# Randomness Jax

## Lesson Goals:

By the end of this lesson, you will be able to explain the difference between randomness in jax and numpy. You will also be able to explain why jax handles randomness the way it does. 

## Core Concepts:

- `rng`
- `vmap`

## Further Resources

[Jax Official Random Number Post](https://jax.readthedocs.io/en/latest/random-numbers.html)


In [None]:
import jax.numpy as jnp
from jax import grad, jit, vmap
import jax
from jax import random
import numpy as np

# RNG in Numpy

Notice how subsequent calls to `np.random.randn` causes a new number to be generated? This is because there is an internal state tracker, which advances with every subsequent call.

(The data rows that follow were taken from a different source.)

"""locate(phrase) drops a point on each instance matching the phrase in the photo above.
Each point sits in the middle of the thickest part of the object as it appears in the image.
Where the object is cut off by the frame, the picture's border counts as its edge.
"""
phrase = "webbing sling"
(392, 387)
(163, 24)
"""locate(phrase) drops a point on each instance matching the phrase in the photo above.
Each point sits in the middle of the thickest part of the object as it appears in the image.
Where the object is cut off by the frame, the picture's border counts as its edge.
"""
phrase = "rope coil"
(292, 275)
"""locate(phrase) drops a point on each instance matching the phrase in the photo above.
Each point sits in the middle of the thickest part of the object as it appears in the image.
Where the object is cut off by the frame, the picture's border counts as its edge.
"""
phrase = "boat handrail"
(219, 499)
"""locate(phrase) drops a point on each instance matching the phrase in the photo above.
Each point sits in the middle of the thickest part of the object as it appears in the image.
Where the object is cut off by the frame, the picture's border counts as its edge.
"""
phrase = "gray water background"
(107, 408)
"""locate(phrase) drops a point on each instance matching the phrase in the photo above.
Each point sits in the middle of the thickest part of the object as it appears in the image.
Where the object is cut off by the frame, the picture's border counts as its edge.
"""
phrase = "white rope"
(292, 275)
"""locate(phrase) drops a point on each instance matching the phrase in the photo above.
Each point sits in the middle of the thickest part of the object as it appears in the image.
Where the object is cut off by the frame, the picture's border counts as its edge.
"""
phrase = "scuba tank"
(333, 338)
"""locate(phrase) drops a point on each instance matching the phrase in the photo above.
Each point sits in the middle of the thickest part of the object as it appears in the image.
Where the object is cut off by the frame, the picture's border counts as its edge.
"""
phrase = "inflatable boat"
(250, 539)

Note how we can "reset" this state by calling `np.random.seed` again! 


In [None]:
import numpy as np

# Generate an array of random numbers
for i in range(3):
    print(f"Iteration: {i}")
    np.random.seed(42)
    
    for j in range(4):
        print(np.random.randn(1))
    print("")


# RNG In Jax

In keeping with Jax's philosophy of purity (and because it opens up some capabilities we'll touch on later), Jax's RNG system requires an explicit "key" to be passed in with every call. This purity is desirable because it forces us to be explicit in our RNG process, which means that reproducibility is easier across multiple machines. This reproducibility across multiple machines is extremely desirable, especially with the large models that need to be trained across multiple GPUs.

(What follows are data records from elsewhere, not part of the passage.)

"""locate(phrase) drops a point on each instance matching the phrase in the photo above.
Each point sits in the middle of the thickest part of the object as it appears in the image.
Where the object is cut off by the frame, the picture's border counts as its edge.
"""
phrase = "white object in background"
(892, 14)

P.s. It's **probably** less of an issue nowadays, but look up "reproducible pytorch" and "reproducible tensorflow" to see a slew of stackoverflow posts about the hoops you have to jump through to get reproducible runs across machines.

## Generating random numbers in Jax

So how do we do this? Well, it looks very similar to the numpy code above! We pass in our original `key` into a `split` function, which generates a new `key` and `subkey`

In [None]:
 import jax
import jax.numpy as jnp


# Generate random numbers using the key
for i in range(3):
    key = jax.random.PRNGKey(0)
    print(f"Iteration: {i}")
    
    for j in range(4):
        key, subkey = jax.random.split(key)
        # Use the subkey to generate new random numbers
        new_random_numbers = jax.random.normal(subkey, shape=(1,))
        print(new_random_numbers)

    print("")


## Understanding the code:

```python
key = jax.random.PRNGKey(0)

...

key, subkey = jax.random.split(key)
```

We must first create the initial key via `jax.random.PRNGKey` (think of it like setting the `np.random.seed`) before we then create a "new key" from the original key via `jax.random.split`. 

## RNG Design

To maintain purity, JAX's random keys are immutable. And so, you need to split the key to generate new numbers. Splitting the key ties the state of our random generator to a number that can be more-easily repeated (think of it as setting the seed at every RNG call).



## Why bother?

It's clear that the two examples above behave similarly - we were able to reproduce the results by calling `np.random.seed` and `jax.random.PRNGKey` in between runs. However, in `numpy`, it's common to only set the seed at the start of the script. Very rarely do you see people resetting the seed in the middle of the program.

### Multiprocess/multithreaded problem

In fact, that raises another interesting problem: what happens in a multi-thread/ multi-process problem? 

In a single-process/thread program, resetting the numpy seed is trivial and relatively easy to reason about (but not necessarily).  However, in `jax`, this is simple, because we have to pass around the key and the randomness is made explicit.

### Control flow and misdirection

If you introduce control flow or loops in your functions, identifying where and when the seed is reset can be a headache.

# P.s you're (probably) using numpy's random module incorrectly

Look online, and you'll see a slew of code that looks like the following:

```python
import numpy as np
np.random.seed(42)

np.random.standard_normal(10)
```

but even the [official documentation](https://numpy.org/doc/stable/reference/random/legacy.html) calls this section the "legacy randomn

You're now supposed to use

```python
import numpy as np

rng = np.random.default_rng()
rng.standard_normal(10)
```

which creates a `Generator` object and ties the randomness to the state of a variable (as opposed to some global state). Tying the randomness to the state of a variable makes it easier to reason about in a multi-threaded scenario, but doesn't "fix" the core issue.